Dispensa de cargo de livre nomeação não dá direito a FGTS

Dispensa de cargo de livre nomeação não dá direito a aviso prévio, FGTS e multa de 40%. O entendimento é da Primeira Turma do Tribunal Superior do Trabalho. A Turma manteve decisão de segunda instância que negou essas verbas trabalhistas a um ex-assessor da Câmara Municipal de Lavras (São Paulo).

No recurso ao TST, o assessor argumentou que não foi contratado para exercer cargo em comissão e, por isso, poderia receber o aviso prévio, FGTS e multa de 40% sobre o saldo. O argumento não foi aceito. A informação é do site do TST.

O relator do recurso, juiz convocado Guilherme Augusto Caputo Bastos, considerou que os ocupantes de cargos de livre nomeação e exoneração, de acordo com o artigo 37, II, da Constituição Federal, não estão amparados pelas leis trabalhistas. “Eles não se encontram abrigados pelas normas trabalhistas que visam a compensar a dispensa imotivada, uma vez que esta figura não tem compatibilidade com o cargo que ocupam”, afirmou.

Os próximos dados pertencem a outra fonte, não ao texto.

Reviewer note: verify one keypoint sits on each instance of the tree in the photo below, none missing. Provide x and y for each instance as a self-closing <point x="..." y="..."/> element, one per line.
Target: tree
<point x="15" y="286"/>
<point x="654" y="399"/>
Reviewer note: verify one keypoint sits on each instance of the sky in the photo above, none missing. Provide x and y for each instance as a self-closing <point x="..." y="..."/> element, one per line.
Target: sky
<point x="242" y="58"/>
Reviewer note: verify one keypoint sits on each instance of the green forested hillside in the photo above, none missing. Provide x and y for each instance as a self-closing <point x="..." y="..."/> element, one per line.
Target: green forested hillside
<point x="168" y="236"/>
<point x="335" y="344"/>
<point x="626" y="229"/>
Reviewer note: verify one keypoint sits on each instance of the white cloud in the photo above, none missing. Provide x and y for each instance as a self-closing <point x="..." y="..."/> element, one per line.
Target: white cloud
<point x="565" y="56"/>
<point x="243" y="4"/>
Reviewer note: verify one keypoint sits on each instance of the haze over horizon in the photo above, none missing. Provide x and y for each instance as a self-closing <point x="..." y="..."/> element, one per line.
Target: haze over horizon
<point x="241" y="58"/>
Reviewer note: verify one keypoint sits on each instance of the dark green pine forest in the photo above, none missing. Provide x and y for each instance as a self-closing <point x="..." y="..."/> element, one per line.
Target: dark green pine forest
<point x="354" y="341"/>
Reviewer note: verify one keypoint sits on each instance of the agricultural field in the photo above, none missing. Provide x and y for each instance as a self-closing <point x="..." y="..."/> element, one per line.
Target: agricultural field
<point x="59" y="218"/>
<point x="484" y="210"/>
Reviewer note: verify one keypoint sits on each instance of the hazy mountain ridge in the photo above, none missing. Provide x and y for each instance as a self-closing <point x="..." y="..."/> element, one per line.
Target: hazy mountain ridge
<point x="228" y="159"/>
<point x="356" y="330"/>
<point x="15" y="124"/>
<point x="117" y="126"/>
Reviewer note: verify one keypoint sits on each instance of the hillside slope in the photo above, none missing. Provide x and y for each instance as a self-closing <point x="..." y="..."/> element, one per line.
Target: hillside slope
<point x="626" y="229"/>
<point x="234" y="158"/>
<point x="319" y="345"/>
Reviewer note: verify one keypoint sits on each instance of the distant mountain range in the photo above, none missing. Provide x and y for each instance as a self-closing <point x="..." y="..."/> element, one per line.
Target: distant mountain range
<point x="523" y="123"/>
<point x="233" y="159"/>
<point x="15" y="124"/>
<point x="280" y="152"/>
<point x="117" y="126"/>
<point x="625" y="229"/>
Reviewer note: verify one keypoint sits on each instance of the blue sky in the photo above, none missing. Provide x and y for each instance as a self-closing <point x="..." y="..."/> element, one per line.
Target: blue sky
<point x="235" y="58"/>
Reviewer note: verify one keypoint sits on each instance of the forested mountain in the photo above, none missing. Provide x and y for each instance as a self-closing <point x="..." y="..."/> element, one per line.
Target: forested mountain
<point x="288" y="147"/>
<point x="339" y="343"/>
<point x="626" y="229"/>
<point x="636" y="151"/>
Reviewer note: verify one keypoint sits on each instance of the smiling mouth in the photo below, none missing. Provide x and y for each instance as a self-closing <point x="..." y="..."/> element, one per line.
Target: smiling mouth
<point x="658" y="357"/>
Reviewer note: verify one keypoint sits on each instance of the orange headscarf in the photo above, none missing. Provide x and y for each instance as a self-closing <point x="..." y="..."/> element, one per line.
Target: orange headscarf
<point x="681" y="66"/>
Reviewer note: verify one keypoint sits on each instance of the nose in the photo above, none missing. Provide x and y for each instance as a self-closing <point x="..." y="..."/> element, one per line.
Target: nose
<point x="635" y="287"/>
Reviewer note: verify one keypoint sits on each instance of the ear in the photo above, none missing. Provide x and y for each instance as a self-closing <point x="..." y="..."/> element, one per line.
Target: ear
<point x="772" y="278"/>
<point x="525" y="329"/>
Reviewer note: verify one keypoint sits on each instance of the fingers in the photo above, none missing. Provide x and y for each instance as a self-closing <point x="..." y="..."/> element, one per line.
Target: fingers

A Primeira Turma do TST manteve a decisão do Tribunal Regional do Trabalho da 15ª Região (Campinas), que negou o pedido do assessor. Os juízes entenderam que o contratado para cargo de livre nomeação e exoneração pode ser dispensando a qualquer momento sem direito a aviso prévio, FGTS e multa de 40%.

Segundo o TRT de Campinas, nessas condições não há como evidenciar a existência de dispensa imotivada ou arbitrária, em função do caráter especial da relação de trabalho.